Gerçek bir hikayeden konusu alan Argo, İran devrimi sonrası Amerikan konsolosluğunda çalışan vatandaşları kurtarmayı konu alıyor ve 2 saat boyunca izleyenlere bol gerilimli bir film izletiyor.
5-Man on Fire-2004: Aksiyon filmlerinin en iyi oyuncularından biri olan Denzel Washington’un izleyenleri 146 dakika boyunca koltuğunda büyülediği, aksiyonsa aksiyon, gerilimse gerilim tabiri caizse kendini soluksuz izlettiren bir film.
Eğer Meksika’ya sempatiniz varsa bu filmden sonra nefret edeceksiniz onu da belirtmeden geçmeyeyim.
6-A Perfect World-1993: Clint Eastwood’un hem yönetip hem oynadığı ona usta oyuncu Kevin Costner’ın eşlik ettiği ve aksiyon filmlerinin aksine izleyenlerin gözlerini nemlendiren harika bir film.
Bu filmi izledikten sonra soundtrackini de 1 hafta boyunca dinleyeceğinizi belirteyim, filmi de muhtemelen ikinci hatta üçüncü kez izleyeceksiniz, kısacası A Perfect World insana dokunup geçen ve beyninde yer ettiren bir film.
7-Swordfish-2001: John Travolta, Hugh Jackman, Don Cheadle ve onlara tüm seksiliğiyle eşlik eden Halle Berry, bu kadrodan kötü bir film çıkma ihtimali zaten yok.

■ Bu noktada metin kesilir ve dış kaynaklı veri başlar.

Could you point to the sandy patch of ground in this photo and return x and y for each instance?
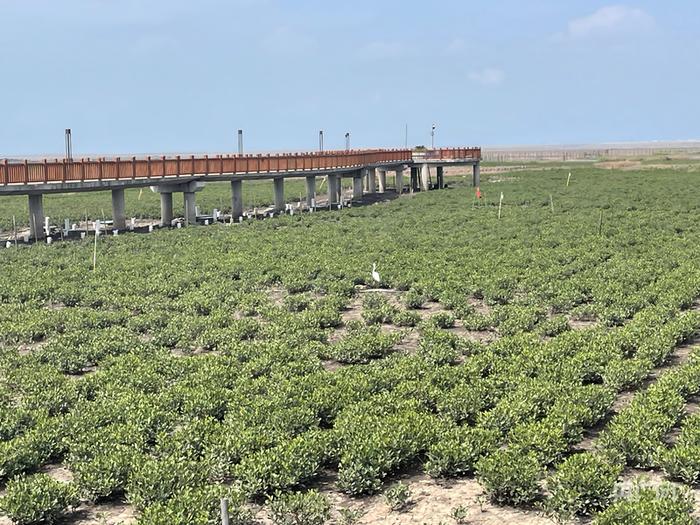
(58, 472)
(106, 513)
(582, 324)
(431, 503)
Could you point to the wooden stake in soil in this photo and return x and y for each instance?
(224, 512)
(94, 251)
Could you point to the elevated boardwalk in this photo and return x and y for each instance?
(189, 174)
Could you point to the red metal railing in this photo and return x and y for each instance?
(28, 172)
(451, 153)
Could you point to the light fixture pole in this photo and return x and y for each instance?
(69, 146)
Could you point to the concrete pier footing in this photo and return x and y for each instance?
(399, 181)
(333, 182)
(414, 178)
(371, 180)
(118, 207)
(357, 186)
(278, 185)
(381, 178)
(190, 208)
(36, 216)
(424, 177)
(236, 199)
(310, 190)
(166, 209)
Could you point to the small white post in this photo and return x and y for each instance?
(94, 251)
(224, 512)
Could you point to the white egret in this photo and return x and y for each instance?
(375, 274)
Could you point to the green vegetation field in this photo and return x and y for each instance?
(546, 355)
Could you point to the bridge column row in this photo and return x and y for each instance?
(364, 180)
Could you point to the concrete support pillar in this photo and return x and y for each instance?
(476, 176)
(333, 182)
(381, 176)
(424, 177)
(414, 178)
(190, 210)
(357, 186)
(118, 213)
(278, 184)
(166, 209)
(310, 190)
(236, 199)
(399, 181)
(36, 216)
(371, 180)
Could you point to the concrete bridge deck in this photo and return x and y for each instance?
(175, 174)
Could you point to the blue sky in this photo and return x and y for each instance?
(184, 75)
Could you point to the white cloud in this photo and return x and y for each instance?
(287, 41)
(456, 46)
(380, 50)
(489, 76)
(610, 20)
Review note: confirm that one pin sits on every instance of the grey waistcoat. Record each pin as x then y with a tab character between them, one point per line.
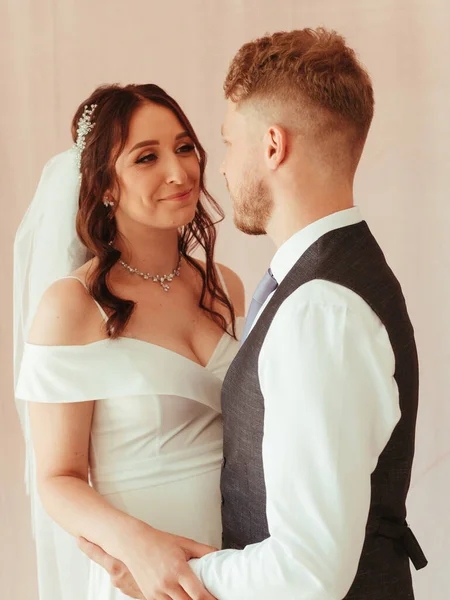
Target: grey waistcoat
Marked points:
351	257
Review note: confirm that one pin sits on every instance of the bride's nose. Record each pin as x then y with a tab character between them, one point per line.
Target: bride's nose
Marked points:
175	171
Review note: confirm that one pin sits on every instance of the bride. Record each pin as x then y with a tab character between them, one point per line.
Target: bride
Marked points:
120	363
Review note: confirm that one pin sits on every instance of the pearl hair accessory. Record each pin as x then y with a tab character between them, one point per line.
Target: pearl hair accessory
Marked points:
85	126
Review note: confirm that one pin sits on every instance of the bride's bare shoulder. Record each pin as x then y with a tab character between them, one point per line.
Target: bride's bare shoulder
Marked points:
66	315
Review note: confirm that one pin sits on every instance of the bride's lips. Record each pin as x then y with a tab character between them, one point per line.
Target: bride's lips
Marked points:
181	196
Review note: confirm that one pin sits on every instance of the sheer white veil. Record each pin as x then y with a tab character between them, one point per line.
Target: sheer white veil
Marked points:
46	248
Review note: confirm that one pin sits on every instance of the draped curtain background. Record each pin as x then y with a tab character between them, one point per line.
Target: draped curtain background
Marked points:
52	55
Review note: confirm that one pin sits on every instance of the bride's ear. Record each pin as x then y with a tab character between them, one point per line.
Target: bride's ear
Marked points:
108	200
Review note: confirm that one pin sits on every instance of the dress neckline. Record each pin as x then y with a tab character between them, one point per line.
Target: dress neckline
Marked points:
145	343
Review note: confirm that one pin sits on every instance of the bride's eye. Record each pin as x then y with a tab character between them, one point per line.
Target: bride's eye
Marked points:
147	158
186	148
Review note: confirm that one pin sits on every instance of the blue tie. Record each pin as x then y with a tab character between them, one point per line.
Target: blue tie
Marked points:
265	288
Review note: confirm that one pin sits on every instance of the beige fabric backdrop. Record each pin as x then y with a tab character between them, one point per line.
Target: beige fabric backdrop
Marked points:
53	53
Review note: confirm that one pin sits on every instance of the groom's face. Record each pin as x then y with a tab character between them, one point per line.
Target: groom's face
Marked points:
242	168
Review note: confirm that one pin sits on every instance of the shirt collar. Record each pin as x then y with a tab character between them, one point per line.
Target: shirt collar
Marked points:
289	253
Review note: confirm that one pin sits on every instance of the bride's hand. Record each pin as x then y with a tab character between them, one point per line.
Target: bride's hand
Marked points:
158	563
121	578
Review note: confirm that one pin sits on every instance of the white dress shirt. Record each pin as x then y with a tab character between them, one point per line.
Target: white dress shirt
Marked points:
326	371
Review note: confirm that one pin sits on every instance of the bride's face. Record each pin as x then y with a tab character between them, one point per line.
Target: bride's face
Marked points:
158	171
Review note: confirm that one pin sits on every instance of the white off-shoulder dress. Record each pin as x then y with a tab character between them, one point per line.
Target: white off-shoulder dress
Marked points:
156	437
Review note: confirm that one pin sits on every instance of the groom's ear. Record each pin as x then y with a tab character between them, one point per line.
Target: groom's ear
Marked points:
275	143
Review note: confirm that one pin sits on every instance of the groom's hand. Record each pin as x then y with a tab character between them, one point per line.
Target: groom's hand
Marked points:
121	578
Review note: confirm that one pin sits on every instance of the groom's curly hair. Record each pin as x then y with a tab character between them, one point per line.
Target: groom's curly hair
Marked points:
96	226
314	79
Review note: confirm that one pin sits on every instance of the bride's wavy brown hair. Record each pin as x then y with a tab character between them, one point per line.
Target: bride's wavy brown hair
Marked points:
96	228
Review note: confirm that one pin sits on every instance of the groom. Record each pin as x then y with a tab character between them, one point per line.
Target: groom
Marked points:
320	403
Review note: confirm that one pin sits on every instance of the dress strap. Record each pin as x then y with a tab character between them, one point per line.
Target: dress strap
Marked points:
102	312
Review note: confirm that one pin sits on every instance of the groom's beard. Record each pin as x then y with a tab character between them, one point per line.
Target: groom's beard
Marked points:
253	206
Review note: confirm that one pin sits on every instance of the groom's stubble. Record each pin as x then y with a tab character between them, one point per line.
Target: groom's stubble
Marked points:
252	204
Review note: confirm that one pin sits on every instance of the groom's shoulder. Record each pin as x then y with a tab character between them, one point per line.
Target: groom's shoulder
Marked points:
324	295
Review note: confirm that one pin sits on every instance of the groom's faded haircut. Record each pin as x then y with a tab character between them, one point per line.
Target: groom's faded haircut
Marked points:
311	79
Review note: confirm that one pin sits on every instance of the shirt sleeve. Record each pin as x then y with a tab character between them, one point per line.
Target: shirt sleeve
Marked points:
326	371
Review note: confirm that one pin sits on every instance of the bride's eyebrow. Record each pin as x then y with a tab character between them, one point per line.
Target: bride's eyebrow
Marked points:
181	135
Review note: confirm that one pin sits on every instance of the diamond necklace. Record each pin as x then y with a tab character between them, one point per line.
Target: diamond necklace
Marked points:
156	278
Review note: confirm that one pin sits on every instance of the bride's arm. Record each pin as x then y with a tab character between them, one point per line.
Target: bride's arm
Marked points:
61	435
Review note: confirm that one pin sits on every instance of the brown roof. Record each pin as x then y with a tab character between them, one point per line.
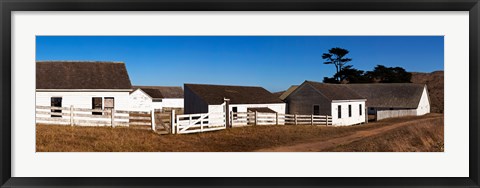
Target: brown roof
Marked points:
159	92
214	94
264	110
81	75
391	95
335	91
285	94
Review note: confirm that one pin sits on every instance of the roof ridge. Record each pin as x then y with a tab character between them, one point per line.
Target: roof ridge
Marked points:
77	61
222	85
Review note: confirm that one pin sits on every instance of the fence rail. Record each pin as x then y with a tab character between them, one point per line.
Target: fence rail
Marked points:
260	118
92	117
383	114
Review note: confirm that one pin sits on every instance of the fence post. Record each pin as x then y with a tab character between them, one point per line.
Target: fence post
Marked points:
71	115
231	118
295	117
312	119
112	115
276	116
172	122
153	119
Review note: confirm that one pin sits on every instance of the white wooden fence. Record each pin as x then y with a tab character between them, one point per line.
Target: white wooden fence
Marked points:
92	117
259	118
383	114
194	123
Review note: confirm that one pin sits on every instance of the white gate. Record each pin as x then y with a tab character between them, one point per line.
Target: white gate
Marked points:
193	123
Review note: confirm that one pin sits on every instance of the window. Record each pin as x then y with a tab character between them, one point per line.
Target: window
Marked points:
56	102
97	104
349	110
316	110
234	110
360	108
339	111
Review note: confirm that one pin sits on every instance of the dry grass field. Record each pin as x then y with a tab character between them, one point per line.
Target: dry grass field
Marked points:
51	138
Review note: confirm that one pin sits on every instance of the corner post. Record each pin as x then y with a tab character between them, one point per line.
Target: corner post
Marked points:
295	117
227	112
71	115
276	117
112	116
172	122
152	114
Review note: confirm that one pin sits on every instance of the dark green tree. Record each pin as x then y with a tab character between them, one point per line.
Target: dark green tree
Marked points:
336	56
352	75
385	74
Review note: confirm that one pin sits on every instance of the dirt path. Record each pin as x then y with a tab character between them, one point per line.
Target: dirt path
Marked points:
314	146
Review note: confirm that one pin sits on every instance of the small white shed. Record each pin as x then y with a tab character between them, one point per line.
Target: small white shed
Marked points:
156	97
202	98
337	100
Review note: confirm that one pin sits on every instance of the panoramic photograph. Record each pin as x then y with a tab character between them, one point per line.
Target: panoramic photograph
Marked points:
239	94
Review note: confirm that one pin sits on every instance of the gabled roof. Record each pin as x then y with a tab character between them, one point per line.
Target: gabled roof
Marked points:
390	95
285	94
81	75
335	91
214	94
263	109
161	92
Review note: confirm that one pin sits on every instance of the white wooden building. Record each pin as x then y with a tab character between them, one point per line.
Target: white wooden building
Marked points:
337	100
82	84
156	97
385	100
201	98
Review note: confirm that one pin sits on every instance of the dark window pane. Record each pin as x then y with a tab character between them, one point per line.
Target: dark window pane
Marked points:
339	111
316	110
56	102
97	104
349	110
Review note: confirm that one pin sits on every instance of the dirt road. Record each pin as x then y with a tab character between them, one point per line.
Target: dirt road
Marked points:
315	145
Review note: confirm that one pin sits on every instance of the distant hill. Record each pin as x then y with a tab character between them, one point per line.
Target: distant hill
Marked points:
435	84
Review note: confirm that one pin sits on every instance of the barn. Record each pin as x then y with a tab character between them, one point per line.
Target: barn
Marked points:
164	98
385	100
337	100
202	98
82	84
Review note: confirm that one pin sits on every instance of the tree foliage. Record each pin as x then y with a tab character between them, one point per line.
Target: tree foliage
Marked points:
336	56
384	74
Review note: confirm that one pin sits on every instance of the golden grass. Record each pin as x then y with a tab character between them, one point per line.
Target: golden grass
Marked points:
52	138
419	137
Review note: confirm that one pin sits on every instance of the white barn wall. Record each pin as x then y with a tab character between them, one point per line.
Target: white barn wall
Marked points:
169	103
424	104
83	99
140	101
218	111
345	120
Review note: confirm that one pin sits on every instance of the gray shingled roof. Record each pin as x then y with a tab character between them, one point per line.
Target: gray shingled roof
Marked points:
335	91
160	92
289	91
391	95
214	94
81	75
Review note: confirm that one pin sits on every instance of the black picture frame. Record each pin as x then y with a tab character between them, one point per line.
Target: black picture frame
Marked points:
7	6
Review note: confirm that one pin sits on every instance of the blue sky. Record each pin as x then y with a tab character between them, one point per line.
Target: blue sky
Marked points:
273	62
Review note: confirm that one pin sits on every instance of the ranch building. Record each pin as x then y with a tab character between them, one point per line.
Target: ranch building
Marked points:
200	98
340	102
164	98
385	100
82	84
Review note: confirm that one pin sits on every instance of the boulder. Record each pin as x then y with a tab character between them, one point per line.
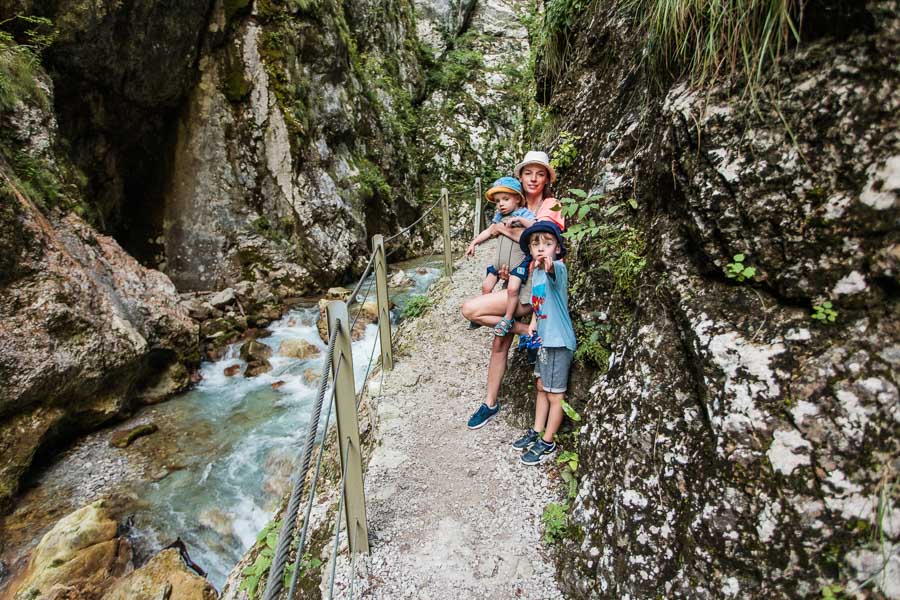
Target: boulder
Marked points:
223	298
85	331
122	439
337	293
257	368
80	552
399	279
298	349
164	576
254	351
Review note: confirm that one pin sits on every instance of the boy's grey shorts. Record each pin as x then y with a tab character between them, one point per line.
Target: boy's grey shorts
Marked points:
552	367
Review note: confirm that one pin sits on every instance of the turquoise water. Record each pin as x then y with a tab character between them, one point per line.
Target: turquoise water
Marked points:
235	440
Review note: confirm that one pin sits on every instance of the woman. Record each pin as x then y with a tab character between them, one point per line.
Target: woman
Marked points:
536	174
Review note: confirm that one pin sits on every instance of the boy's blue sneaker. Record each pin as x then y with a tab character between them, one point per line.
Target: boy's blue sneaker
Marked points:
538	453
526	440
481	416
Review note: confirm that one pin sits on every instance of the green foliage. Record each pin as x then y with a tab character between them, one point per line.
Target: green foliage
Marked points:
581	207
554	519
416	306
619	247
371	182
594	341
711	39
568	472
457	66
20	62
570	412
823	311
566	152
260	567
738	271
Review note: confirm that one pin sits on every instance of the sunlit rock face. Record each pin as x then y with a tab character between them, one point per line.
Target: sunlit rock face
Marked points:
737	447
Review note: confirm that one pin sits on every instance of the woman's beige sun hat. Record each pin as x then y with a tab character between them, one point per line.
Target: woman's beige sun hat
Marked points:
535	157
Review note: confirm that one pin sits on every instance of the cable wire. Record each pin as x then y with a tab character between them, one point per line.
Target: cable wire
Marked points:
312	488
414	223
275	585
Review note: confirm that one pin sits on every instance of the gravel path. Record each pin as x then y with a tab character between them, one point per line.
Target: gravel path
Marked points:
452	512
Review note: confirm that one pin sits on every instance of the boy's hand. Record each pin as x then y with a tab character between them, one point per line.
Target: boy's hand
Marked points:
544	263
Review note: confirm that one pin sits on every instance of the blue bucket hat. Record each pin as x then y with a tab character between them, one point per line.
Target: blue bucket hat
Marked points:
542	227
510	185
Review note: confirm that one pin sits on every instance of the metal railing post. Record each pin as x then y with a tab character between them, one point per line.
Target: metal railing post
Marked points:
479	211
448	250
384	307
348	428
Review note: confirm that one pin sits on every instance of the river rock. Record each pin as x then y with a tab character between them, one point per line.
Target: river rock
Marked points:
223	298
337	293
399	279
81	553
298	348
165	576
254	351
84	329
122	439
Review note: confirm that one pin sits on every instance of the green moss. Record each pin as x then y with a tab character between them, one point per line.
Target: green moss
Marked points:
234	7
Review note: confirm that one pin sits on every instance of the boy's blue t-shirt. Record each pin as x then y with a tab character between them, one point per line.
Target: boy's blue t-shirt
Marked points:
519	212
550	302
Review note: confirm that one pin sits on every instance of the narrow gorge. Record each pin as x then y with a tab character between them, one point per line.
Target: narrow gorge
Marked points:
181	179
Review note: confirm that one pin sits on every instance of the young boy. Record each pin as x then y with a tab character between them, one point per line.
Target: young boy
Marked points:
550	318
507	193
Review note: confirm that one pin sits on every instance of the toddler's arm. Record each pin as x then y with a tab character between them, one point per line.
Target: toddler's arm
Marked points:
481	238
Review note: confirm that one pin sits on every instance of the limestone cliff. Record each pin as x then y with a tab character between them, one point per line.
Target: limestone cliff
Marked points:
737	446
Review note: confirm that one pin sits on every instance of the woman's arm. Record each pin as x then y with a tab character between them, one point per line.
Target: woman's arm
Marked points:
513	233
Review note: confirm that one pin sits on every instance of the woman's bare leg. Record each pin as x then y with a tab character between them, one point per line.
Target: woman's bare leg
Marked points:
499	354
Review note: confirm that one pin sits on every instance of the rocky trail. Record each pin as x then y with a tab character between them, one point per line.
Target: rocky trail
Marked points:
451	511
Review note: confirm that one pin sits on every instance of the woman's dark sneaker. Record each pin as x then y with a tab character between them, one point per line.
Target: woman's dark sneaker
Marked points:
526	440
481	416
539	452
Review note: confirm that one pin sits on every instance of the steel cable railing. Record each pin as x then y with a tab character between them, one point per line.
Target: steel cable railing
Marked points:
274	585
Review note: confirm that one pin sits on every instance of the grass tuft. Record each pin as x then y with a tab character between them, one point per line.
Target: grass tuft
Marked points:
710	39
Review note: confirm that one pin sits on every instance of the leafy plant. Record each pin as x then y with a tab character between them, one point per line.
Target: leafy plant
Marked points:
823	311
260	566
416	306
566	152
554	519
568	473
832	592
711	39
19	61
580	205
621	247
570	412
738	270
594	340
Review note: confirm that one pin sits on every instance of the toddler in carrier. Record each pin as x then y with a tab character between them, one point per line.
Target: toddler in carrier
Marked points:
506	192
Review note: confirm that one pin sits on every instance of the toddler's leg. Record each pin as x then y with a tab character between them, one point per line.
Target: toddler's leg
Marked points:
512	296
487	286
554	418
541	408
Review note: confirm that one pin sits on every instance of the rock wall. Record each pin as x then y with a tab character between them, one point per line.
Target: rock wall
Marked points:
737	447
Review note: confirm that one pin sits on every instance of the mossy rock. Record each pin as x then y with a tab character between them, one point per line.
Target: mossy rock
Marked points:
123	439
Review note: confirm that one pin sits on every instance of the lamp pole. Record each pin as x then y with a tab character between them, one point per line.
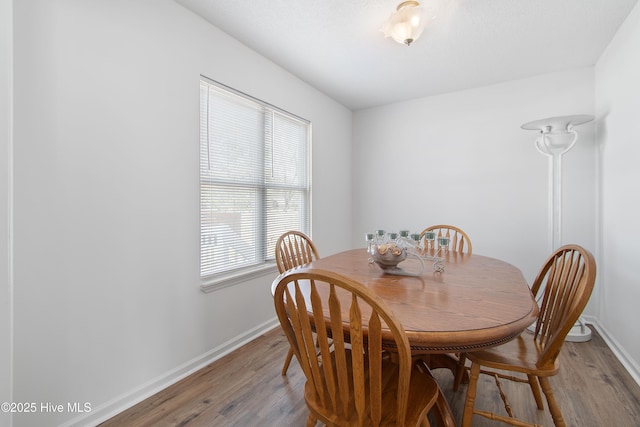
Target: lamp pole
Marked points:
557	136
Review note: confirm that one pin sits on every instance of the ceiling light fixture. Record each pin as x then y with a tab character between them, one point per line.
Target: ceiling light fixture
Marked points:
406	24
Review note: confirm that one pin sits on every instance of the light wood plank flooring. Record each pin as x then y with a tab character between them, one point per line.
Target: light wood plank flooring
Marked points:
245	388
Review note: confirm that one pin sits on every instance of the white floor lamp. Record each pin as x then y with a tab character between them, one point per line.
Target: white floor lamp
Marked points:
557	136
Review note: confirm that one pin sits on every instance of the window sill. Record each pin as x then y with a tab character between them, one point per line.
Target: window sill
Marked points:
221	282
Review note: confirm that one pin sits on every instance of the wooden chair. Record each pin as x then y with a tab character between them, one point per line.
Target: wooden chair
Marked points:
565	283
458	239
360	384
293	249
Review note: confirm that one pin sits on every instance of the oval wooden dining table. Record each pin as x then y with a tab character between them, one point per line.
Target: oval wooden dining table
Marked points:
476	302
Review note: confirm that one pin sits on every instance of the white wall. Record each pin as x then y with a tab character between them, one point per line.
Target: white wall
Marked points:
462	158
107	299
6	30
617	94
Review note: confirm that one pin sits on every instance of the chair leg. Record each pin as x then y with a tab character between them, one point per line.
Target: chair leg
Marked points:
556	414
470	401
287	361
442	412
535	389
459	371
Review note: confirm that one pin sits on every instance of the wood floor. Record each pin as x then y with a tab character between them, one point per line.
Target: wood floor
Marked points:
245	389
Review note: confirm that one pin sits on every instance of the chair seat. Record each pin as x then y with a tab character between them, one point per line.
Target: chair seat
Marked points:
520	355
423	393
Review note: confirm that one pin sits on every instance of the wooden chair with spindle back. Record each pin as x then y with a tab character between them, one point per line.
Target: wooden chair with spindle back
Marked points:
565	283
293	249
458	239
351	381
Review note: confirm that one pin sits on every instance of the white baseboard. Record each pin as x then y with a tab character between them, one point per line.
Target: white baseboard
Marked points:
627	361
113	407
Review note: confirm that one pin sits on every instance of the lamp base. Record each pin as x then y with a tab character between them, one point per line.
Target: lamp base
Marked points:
579	333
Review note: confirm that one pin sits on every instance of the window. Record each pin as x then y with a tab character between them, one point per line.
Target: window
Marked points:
254	180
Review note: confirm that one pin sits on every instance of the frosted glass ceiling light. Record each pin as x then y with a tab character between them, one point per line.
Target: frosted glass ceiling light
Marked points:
406	24
557	136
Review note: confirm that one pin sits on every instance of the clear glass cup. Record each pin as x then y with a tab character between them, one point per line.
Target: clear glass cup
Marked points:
369	238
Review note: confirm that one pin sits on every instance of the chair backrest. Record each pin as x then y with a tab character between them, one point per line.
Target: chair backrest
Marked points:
458	239
294	249
306	298
563	287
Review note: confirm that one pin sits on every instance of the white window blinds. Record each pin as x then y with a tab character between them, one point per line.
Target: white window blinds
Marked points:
254	179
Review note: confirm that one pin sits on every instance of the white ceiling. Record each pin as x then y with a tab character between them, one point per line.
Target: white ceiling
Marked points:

Hapisten yeni çıkmış usta bir hackerin Cia ile ortaklığı ile büyük miktarda bir parayı yönetmesini anlatan film, hiç düşmeyen temposu ve castingiyle en iyi rehine filmlerine girmeyi başarıyor.
8-Collateral-2004: Tom Cruise’un karşımıza kötü adam olarak çıkması ile bile ezberleri bozan bu film, Tom Cruise’un belki de en iyi oyunculuklarından birini sergilediği Jamie Foxx’un da ona harika oyunculuğuyla eşlik ettiği aksiyon filmlerinin usta yönetmeni Michael Mann’in çektiği temposuyla izleyenleri hiç sıkmayan harika bir film.
9-Phone Booth-2002: Size bir filmin hemen hemen tamamının bir telefon kulübesinde geçtiğini ve 81 dakika boyunca bir telefon kulübesi izlemenize rağmen asla sıkılmayacağınızı hatta tam tersi ne çabuk bitti diye üzüleceğinizi söylesem inanmazsınız ama bu film tam yazdıklarım gibi bir film, bir telefon kulübesi içinde her dakika artan temposuyla ve ilginç senaryosuyla izleyeni koltuğuna çivileyen başrolde Colin Farrell’in oynadığı oldukça başarılı bir film
10-Hostage-2005: Bruce Willis’in oynadığı ve adının hakkını veren bir rehine hikayesi, kariyerinde çuvalladığı için ailesinden uzaklaşarak Los Angeles dışına çıkan Jeff Talley’in hiç beklenmedik bir sırada bir olayın ortasında kalması ve olayın büyüyerek ailesini de içine alması sonucu içinden çıkılamayacak bir hale dönüşmesini anlatan, Willis’in döktürdüğü harika bir aksiyon.